Prompted by the use of digital currencies to fund terror and other illegal activity, the Israel Money Laundering and Terror Financing Prohibition Authority has published a document aimed at assisting financial bodies and law enforcement agencies to identify improper activity in this field.

The “red flags” document is intended for providers of financial services in virtual assets, but may also assist different “outer circle” supervised bodies that provide services to such providers. In addition, this document may also help private individuals who hold virtual assets to recognize improper activity.

The more red flags present, the greater the concern the activity at hand constitutes money laundering or terror financing. The red flags are divided into a general and open list separating the client from the provider.
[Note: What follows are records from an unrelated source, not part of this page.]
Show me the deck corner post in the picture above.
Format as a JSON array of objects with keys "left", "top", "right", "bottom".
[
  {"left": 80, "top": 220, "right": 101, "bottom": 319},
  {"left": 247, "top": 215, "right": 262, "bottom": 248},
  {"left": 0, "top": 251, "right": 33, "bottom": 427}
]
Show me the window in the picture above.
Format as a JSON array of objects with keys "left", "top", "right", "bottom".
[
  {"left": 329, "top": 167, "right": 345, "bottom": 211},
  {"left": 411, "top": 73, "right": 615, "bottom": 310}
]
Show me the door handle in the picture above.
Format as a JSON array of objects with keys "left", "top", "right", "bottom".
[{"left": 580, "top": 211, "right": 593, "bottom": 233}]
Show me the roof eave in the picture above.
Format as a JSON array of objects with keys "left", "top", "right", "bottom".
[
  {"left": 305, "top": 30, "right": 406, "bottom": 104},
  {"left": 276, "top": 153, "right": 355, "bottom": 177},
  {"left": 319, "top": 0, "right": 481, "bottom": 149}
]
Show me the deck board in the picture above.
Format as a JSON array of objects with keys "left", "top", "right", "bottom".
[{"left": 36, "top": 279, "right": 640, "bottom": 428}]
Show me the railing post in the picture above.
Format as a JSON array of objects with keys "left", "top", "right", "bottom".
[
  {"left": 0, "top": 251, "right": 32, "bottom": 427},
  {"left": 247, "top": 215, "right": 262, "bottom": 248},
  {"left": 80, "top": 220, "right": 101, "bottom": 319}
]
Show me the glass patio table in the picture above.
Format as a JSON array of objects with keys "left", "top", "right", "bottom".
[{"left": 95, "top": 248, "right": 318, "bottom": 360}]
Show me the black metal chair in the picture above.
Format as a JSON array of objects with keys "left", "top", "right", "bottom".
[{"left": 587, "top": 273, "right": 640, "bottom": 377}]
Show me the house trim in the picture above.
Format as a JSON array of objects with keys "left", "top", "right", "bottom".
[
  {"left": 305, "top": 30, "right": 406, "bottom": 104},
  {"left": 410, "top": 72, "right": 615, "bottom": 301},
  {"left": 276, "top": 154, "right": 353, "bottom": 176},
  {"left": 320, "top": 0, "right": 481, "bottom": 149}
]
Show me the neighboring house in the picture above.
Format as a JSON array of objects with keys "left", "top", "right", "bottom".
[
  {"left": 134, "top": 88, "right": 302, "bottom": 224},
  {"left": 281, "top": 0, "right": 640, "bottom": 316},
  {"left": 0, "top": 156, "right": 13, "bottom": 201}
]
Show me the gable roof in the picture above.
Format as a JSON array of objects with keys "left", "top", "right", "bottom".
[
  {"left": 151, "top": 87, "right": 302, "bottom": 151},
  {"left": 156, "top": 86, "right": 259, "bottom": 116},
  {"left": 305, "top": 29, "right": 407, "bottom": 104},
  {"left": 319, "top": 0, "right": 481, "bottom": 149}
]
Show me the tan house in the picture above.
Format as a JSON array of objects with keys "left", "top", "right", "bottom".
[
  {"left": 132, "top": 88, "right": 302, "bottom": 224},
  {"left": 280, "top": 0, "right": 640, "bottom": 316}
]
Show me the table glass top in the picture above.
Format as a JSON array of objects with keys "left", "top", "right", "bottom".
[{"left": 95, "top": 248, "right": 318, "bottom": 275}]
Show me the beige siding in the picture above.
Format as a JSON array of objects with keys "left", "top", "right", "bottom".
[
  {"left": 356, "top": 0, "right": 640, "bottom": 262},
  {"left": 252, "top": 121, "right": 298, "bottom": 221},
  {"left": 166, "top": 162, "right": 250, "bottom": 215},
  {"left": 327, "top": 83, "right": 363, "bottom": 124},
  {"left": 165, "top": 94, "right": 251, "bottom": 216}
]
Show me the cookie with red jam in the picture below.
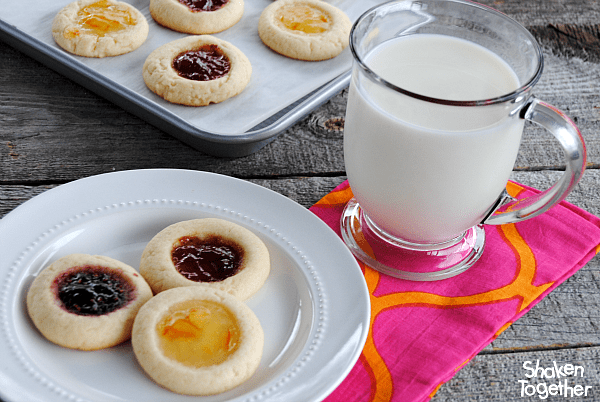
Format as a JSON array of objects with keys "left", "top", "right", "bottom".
[
  {"left": 140, "top": 218, "right": 270, "bottom": 300},
  {"left": 150, "top": 0, "right": 244, "bottom": 35},
  {"left": 143, "top": 35, "right": 252, "bottom": 106},
  {"left": 27, "top": 254, "right": 152, "bottom": 350}
]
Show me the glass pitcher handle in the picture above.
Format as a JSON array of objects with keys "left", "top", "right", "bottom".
[{"left": 482, "top": 98, "right": 587, "bottom": 225}]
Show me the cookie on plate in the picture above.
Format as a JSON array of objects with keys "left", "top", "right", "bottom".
[
  {"left": 140, "top": 218, "right": 271, "bottom": 300},
  {"left": 258, "top": 0, "right": 352, "bottom": 61},
  {"left": 150, "top": 0, "right": 244, "bottom": 35},
  {"left": 131, "top": 286, "right": 264, "bottom": 395},
  {"left": 27, "top": 254, "right": 152, "bottom": 350},
  {"left": 143, "top": 35, "right": 252, "bottom": 106},
  {"left": 52, "top": 0, "right": 149, "bottom": 57}
]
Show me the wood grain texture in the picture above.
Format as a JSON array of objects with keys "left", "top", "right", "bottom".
[{"left": 0, "top": 0, "right": 600, "bottom": 402}]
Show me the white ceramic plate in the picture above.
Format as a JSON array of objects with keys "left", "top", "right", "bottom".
[{"left": 0, "top": 170, "right": 370, "bottom": 402}]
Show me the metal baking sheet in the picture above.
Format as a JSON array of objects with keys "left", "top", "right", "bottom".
[{"left": 0, "top": 0, "right": 381, "bottom": 157}]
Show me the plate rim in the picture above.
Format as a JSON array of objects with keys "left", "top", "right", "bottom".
[{"left": 0, "top": 169, "right": 370, "bottom": 402}]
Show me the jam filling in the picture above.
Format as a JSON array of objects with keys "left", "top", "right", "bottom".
[
  {"left": 173, "top": 44, "right": 231, "bottom": 81},
  {"left": 171, "top": 235, "right": 244, "bottom": 282},
  {"left": 64, "top": 0, "right": 136, "bottom": 38},
  {"left": 278, "top": 5, "right": 329, "bottom": 34},
  {"left": 179, "top": 0, "right": 229, "bottom": 11},
  {"left": 53, "top": 265, "right": 135, "bottom": 316},
  {"left": 156, "top": 300, "right": 240, "bottom": 367}
]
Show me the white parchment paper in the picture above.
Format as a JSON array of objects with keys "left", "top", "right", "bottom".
[{"left": 0, "top": 0, "right": 383, "bottom": 136}]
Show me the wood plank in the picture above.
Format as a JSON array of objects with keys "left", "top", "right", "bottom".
[
  {"left": 432, "top": 347, "right": 600, "bottom": 402},
  {"left": 0, "top": 170, "right": 600, "bottom": 352}
]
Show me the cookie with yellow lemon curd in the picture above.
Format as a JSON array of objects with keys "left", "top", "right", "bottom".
[
  {"left": 140, "top": 218, "right": 270, "bottom": 300},
  {"left": 27, "top": 254, "right": 152, "bottom": 350},
  {"left": 131, "top": 286, "right": 264, "bottom": 395},
  {"left": 143, "top": 35, "right": 252, "bottom": 106},
  {"left": 52, "top": 0, "right": 149, "bottom": 57},
  {"left": 150, "top": 0, "right": 244, "bottom": 35},
  {"left": 258, "top": 0, "right": 352, "bottom": 61}
]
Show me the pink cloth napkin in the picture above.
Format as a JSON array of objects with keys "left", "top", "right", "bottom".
[{"left": 310, "top": 181, "right": 600, "bottom": 402}]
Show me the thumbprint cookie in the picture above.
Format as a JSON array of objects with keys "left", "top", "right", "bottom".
[
  {"left": 131, "top": 286, "right": 264, "bottom": 395},
  {"left": 258, "top": 0, "right": 352, "bottom": 61},
  {"left": 140, "top": 218, "right": 270, "bottom": 300},
  {"left": 150, "top": 0, "right": 244, "bottom": 35},
  {"left": 52, "top": 0, "right": 149, "bottom": 57},
  {"left": 143, "top": 35, "right": 252, "bottom": 106},
  {"left": 27, "top": 254, "right": 152, "bottom": 350}
]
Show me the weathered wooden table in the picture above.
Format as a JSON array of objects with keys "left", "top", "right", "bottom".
[{"left": 0, "top": 0, "right": 600, "bottom": 401}]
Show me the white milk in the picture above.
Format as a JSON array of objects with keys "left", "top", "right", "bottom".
[{"left": 344, "top": 35, "right": 523, "bottom": 243}]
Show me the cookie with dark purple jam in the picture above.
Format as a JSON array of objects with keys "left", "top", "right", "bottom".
[
  {"left": 27, "top": 254, "right": 152, "bottom": 350},
  {"left": 140, "top": 218, "right": 270, "bottom": 300}
]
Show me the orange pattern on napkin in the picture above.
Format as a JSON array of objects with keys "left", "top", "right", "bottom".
[{"left": 311, "top": 182, "right": 600, "bottom": 402}]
Red flags include, inter alia, activity designed to circumvent identification or reporting duties, the purchase of virtual assets at large sums between private individuals (such as social networks or other forums) instead of through a supervised service provider, the transfer of virtual assets in wallets that have a negative indication or a transfer path that obscures tracing, and suspicious characteristics in the client’s or service user’s identity.

For end users, red flags regarding service providers in virtual assets may include that the service provider is operating without a license, the source of the funds is connected to a money laundering affair or a platform that was shut down by law enforcement agencies, or the use of peer-to-peer (P2P) platforms that are not subject to regulatory supervision. Conversely, service providers must pay attention to the following red flags: the client is not among the typical population operating in the area of virtual assets; the client refuses to provide a legitimate source or corroborating documents for the information given, or the client often changes his or her identity information; the client displays indifference to the terms of service, including a willingness to pay high fees; and the client applies pressure or displays urgency to receive the virtual assets.
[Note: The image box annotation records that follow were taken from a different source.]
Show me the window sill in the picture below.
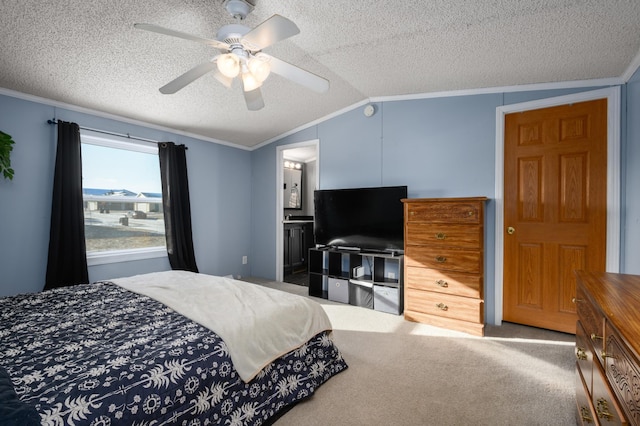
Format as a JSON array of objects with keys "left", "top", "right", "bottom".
[{"left": 87, "top": 247, "right": 167, "bottom": 266}]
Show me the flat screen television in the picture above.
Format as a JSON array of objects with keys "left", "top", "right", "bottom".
[{"left": 313, "top": 186, "right": 407, "bottom": 252}]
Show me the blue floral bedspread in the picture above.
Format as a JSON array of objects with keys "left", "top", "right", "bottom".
[{"left": 0, "top": 282, "right": 347, "bottom": 426}]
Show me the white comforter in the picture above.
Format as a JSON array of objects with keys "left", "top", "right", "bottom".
[{"left": 111, "top": 271, "right": 331, "bottom": 382}]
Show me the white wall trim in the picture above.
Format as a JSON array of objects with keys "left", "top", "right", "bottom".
[
  {"left": 620, "top": 50, "right": 640, "bottom": 83},
  {"left": 370, "top": 77, "right": 625, "bottom": 102},
  {"left": 276, "top": 139, "right": 320, "bottom": 281},
  {"left": 494, "top": 86, "right": 621, "bottom": 325}
]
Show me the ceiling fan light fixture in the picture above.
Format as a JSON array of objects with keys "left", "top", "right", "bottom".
[
  {"left": 248, "top": 54, "right": 271, "bottom": 82},
  {"left": 216, "top": 53, "right": 240, "bottom": 78}
]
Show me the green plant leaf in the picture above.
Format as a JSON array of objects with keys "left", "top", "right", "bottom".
[{"left": 0, "top": 131, "right": 15, "bottom": 180}]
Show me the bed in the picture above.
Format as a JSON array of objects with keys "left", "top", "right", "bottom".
[{"left": 0, "top": 271, "right": 347, "bottom": 426}]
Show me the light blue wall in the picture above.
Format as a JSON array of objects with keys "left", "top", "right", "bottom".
[
  {"left": 251, "top": 87, "right": 628, "bottom": 322},
  {"left": 622, "top": 66, "right": 640, "bottom": 274},
  {"left": 0, "top": 95, "right": 252, "bottom": 296}
]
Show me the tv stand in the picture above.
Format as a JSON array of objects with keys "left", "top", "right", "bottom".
[{"left": 308, "top": 247, "right": 404, "bottom": 315}]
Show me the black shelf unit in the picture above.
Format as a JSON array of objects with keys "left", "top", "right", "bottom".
[{"left": 308, "top": 247, "right": 404, "bottom": 315}]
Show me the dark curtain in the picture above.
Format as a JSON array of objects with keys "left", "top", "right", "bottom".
[
  {"left": 44, "top": 121, "right": 89, "bottom": 290},
  {"left": 158, "top": 142, "right": 198, "bottom": 272}
]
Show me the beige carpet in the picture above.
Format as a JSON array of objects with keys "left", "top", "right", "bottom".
[{"left": 250, "top": 279, "right": 576, "bottom": 426}]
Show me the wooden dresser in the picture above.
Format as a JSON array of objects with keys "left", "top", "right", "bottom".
[
  {"left": 575, "top": 271, "right": 640, "bottom": 426},
  {"left": 402, "top": 197, "right": 487, "bottom": 336}
]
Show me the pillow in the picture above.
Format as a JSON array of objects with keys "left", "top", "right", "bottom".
[{"left": 0, "top": 367, "right": 40, "bottom": 426}]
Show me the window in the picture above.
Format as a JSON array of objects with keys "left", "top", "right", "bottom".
[{"left": 81, "top": 131, "right": 166, "bottom": 265}]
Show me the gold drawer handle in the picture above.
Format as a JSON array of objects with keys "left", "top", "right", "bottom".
[
  {"left": 596, "top": 398, "right": 613, "bottom": 421},
  {"left": 580, "top": 407, "right": 593, "bottom": 423},
  {"left": 436, "top": 280, "right": 449, "bottom": 288},
  {"left": 576, "top": 347, "right": 587, "bottom": 361},
  {"left": 436, "top": 303, "right": 449, "bottom": 311}
]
It is interesting to note that for the first time the Authority has also added a list of white flags – circumstances that mitigate risk and allow service providers and clients to perform a better risk assessment of activity in virtual assets in accordance with international standards. Examples of white flags include, inter alia, when the service provider who operates in virtual assets holds a license from a state with a low risk level of money laundering and terror financing, or when the virtual assets purchased and sold are from the same address as that client’s electronic wallet.
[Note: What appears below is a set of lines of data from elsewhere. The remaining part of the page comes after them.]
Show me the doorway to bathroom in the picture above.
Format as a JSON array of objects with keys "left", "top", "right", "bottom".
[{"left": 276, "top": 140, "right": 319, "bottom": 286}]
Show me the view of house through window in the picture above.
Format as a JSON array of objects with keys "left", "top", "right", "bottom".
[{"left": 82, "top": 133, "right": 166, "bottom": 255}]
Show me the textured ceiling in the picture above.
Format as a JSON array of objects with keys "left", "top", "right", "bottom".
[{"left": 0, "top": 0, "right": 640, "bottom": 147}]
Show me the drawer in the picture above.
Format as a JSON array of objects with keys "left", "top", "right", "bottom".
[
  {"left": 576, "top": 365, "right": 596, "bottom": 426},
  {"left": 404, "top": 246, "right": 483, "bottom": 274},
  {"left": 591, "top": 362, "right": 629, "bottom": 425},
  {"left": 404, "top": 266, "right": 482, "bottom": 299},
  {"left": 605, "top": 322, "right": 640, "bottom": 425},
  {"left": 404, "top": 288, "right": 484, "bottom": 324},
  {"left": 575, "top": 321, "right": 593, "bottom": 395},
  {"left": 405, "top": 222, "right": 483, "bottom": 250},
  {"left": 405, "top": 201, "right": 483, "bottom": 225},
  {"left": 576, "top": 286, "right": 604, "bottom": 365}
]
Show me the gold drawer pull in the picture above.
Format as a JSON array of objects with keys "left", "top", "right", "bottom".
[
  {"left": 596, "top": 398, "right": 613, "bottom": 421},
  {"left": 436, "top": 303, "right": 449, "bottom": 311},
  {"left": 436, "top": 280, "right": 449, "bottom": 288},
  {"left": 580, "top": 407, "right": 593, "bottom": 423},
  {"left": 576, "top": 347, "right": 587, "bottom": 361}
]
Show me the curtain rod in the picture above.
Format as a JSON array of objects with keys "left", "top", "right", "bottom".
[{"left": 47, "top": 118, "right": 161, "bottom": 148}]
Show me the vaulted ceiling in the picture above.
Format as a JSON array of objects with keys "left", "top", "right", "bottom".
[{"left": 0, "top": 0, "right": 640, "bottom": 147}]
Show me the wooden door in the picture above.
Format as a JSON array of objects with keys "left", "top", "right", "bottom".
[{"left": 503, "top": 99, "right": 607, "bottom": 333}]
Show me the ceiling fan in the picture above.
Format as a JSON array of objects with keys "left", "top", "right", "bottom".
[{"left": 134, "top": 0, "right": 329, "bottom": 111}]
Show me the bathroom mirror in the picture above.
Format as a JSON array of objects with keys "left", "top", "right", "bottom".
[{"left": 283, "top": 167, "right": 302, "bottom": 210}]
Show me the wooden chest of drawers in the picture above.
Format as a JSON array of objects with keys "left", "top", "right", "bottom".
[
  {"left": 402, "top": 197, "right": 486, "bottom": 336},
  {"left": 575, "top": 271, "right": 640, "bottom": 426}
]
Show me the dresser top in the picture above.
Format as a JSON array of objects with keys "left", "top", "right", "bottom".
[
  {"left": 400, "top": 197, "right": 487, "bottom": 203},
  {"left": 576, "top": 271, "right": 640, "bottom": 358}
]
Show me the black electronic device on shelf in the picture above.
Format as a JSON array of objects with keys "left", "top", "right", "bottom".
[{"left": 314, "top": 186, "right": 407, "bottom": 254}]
Virtual assets have unique characteristics that allow integrating innovation into the financial sector. At the same time, they also challenge law enforcement agencies and their technology often faces regulatory complications. This document is another step toward the standardization and adoption of the field of virtual assets, both by financial regulators and by financial institutions.

It should be noted that the document is the result of a regulation process in the field of virtual currencies and assets developed by the international organization FATF, whose objective is to develop and advance policy to combat money laundering and terror financing. The process includes the duty of each country to impose regulation toward the fight against money laundering and terror financing through virtual assets and providers of services in virtual assets. Many states are in the advanced stages of implementing the FATF’s recommendations.